Alastair Campbell, who used to be the spokesman, press secretary and director of communications and strategy for former British Prime Minister Tony Blair, has give his verdict on potential Republican presidential candidate Dr. Ben Carson.
Mr. Campbell (pictured above), who used to be a tabloid journalist, has written for Politico about meeting Dr. Carson. The two men came together in the CBS Green Room prior to television interviews. The reaction of the British Labour Party operative was as dismissive as one would expect from a European progressive:
“Fair to say I did not feel inspired from our encounter. We talked about gun control, and Russian President Vladimir Putin. On guns, I was shocked by his views, and on Putin, felt his analysis could have come from a tenth grade politics student.”

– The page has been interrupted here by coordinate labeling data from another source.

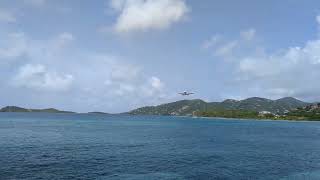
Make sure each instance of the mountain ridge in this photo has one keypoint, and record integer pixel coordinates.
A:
(254, 104)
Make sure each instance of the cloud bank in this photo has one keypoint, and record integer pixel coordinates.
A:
(293, 71)
(144, 15)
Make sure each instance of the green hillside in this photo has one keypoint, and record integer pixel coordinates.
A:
(254, 104)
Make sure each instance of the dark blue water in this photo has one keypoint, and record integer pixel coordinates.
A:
(49, 146)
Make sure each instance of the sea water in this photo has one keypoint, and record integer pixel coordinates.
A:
(92, 146)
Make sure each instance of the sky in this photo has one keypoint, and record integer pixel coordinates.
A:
(117, 55)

It was not all criticism, Mr. Campbell was at pains to say Dr. Carson “seemed pleasant enough as a human being” and even praised his vocation, saying he “clearly has a good brain if he is allowed to operate on the brains of others”. He was, however, unable to comprehend how Dr. Carson has risen to prominence in the Republican Party: “…but really, this guy is one of the frontrunners for your country’s Republican nomination?”

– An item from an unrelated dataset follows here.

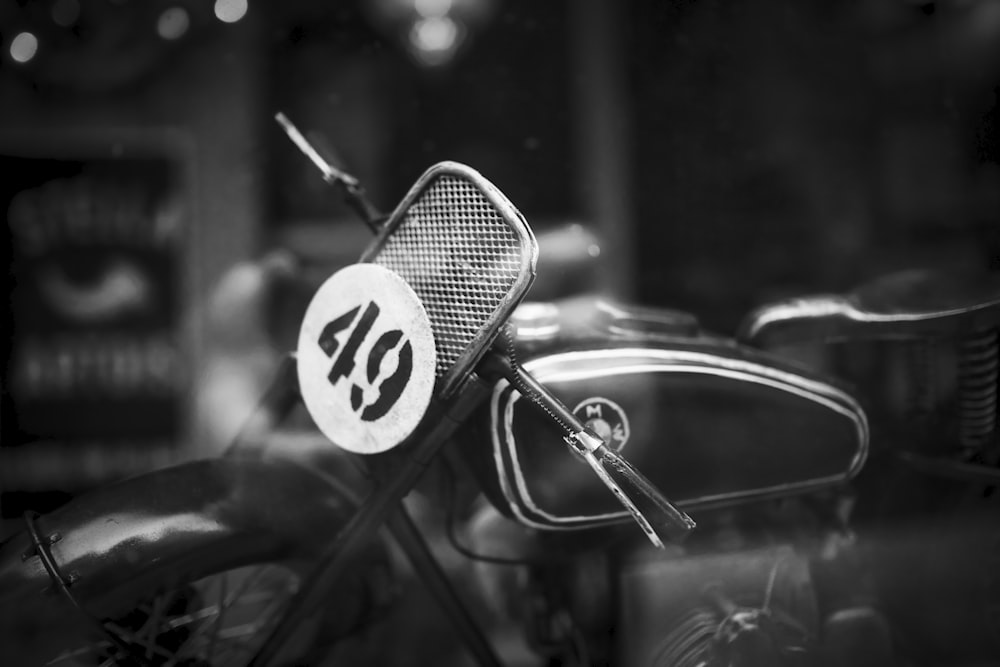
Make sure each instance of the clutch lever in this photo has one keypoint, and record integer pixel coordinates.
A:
(606, 463)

It is fair to say that Mr. Campbell does know something about winning elections. He helped Tony Blair lead Britain’s left-of-centre New Labour Party to what was for them an unprecedented three general election victories in a row. Since then he has freelanced overseas and in Britain, advising election campaigns including the Socialist Party of Albania’s victory run in 2013.
Mr. Campbell is not an uncritical supporter of the left (“…I have concerns that [British Labour Leader Jeremy] Corbyn’s shift to the left—a few months after the country as a whole rejected Labour in part because we were seen as too left-wing already—will make it harder to win over the country in a general election…”) but his sympathies clearly lie with the Democratic Party.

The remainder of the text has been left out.